Stakeholders asked for some sort of MISO demonstration that lowering the distribution factor threshold will in fact reduce congestion. They also criticized MISO for concocting a policy change in secret before bringing a proposal to a stakeholder meeting.

MISO’s stakeholder community is again set to again debate a stricter distribution factor at an Oct. 10 Interconnection Process Working Group meeting.

MISO Cancels Hartburg-Sabine Competitive Project

A MISO staff planning committee has determined that MISO South’s only competitive transmission project, the $130 million, 500-kV Hartburg-Sabine Junction project in East Texas, is no longer necessary.

The decision wasn’t surprising. MISO has been warning for months that its analysis indicated that the project was no longer helpful to the system. (See MISO on Verge of Cancelling Hartburg-Sabine Tx Project.)

The project’s cancellation comes as the 5th U.S. Circuit Court of Appeals Tuesday ruled that Texas’ right-of-first-refusal (ROFR) law violates the U.S. Constitution’s dormant Commerce Clause. (See 5th Circuit Finds in Favor of NextEra’s ROFR Appeal.)
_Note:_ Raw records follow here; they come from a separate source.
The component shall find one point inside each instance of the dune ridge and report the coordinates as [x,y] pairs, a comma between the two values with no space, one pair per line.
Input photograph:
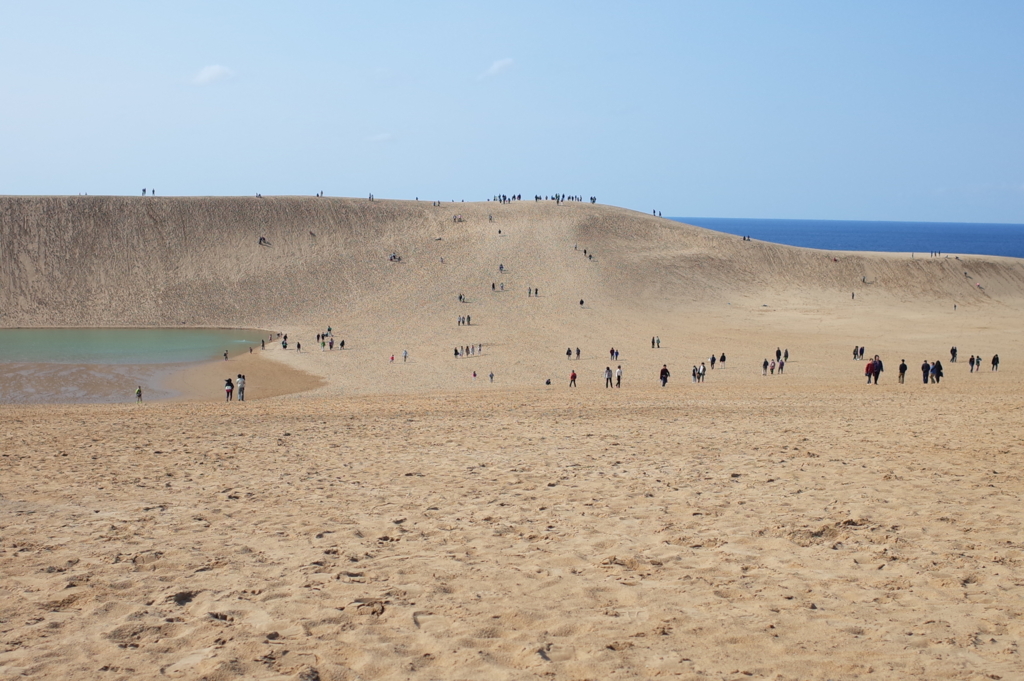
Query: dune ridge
[169,261]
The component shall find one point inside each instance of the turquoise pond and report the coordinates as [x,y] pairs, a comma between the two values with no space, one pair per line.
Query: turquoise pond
[124,346]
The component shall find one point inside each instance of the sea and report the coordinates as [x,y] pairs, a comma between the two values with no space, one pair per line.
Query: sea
[951,238]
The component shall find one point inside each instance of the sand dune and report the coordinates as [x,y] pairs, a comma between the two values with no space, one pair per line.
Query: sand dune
[408,521]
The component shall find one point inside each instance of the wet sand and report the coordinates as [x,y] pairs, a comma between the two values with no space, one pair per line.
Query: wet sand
[23,383]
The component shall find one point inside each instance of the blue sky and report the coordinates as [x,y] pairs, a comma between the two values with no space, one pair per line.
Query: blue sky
[905,111]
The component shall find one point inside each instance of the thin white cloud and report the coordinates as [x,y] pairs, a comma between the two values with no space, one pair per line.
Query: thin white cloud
[212,74]
[497,68]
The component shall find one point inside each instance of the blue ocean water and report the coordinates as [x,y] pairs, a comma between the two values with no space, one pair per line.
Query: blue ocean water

Brian Pedersen, senior manager of competitive transmission administration, said the RTO is evaluating the opinion for possible impacts to Hartburg-Sabine. However, “the opinion and order does not change the planning analysis,” he told stakeholders Wednesday during a Planning Advisory Committee meeting.
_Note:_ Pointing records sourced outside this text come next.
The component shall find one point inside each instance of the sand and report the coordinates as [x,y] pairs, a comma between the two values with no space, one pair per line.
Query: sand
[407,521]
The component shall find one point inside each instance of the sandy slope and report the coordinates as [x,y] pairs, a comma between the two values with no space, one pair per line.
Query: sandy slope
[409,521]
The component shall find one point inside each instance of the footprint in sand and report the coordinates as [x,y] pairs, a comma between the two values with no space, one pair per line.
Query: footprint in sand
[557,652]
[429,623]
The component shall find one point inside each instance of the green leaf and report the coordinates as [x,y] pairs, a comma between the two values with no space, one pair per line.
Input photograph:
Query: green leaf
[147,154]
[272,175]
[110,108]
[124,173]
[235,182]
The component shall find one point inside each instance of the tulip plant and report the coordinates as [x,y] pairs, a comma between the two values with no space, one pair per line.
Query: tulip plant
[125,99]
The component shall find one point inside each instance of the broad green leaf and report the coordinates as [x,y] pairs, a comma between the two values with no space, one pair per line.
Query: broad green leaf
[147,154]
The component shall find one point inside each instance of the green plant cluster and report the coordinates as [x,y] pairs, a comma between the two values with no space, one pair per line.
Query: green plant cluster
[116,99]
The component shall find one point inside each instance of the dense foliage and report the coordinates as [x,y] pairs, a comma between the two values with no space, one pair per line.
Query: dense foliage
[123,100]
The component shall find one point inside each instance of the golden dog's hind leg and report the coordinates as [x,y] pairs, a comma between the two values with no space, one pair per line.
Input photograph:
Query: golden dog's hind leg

Pedersen added that MISO isn’t planning to conduct any more economic or reliability analyses on the project. He said studies have already shown the project has “near-zero” production cost benefits and did not uncover any transmission system issues without the line.

The grid operator said the project’s benefits dissolved because of recent Entergy generation additions near the line’s route. The utility brought the 993-MW Montgomery County Power Station online in 2021, and it intends to construct the 1.2-GW natural gas- and hydrogen-powered Orange County Advanced Power Station by 2026.

MISO approved the market efficiency project as part of its 2017 Transmission Expansion Plan, based on expectations it would alleviate congestion, ease import limitations and allow access to lower cost generation for customers in the chronically congested West of the Atchafalaya Basin and western load pockets in Entergy’s MISO South footprint.

“It’s been a little over four and a half years since the project was approved,” Pedersen reminded stakeholders.

In 2018, MISO selected NextEra Energy Transmission Midwest’s bid for a new 23-mile, 500-kV transmission line, four short 230-kV lines and a new 500-kV substation. NextEra’s proposal beat 11 other competitors. (See NextEra Wins Bid to Build MISO’s 2nd Competitive Project.)

However, Texas later passed a law in 2019 giving incumbent utilities ROFRs for any projects built in the state. With NextEra unable to secure permitting for construction and the 2023 in-service date approaching, MISO this year initiated its variance analysis, a process used to reanalyze projects that experience material changes. Following the analysis, the RTO had two choices: cancel the project or reassign it to a new developer.

“MISO always has deference to states’ rights in these types of matters,” director Mark Johnson explained in 2019.

MISO’s bid selection report is now considered moot. The grid operator now plans to file with FERC in the fourth quarter to terminate its selected-developer agreement with NextEra.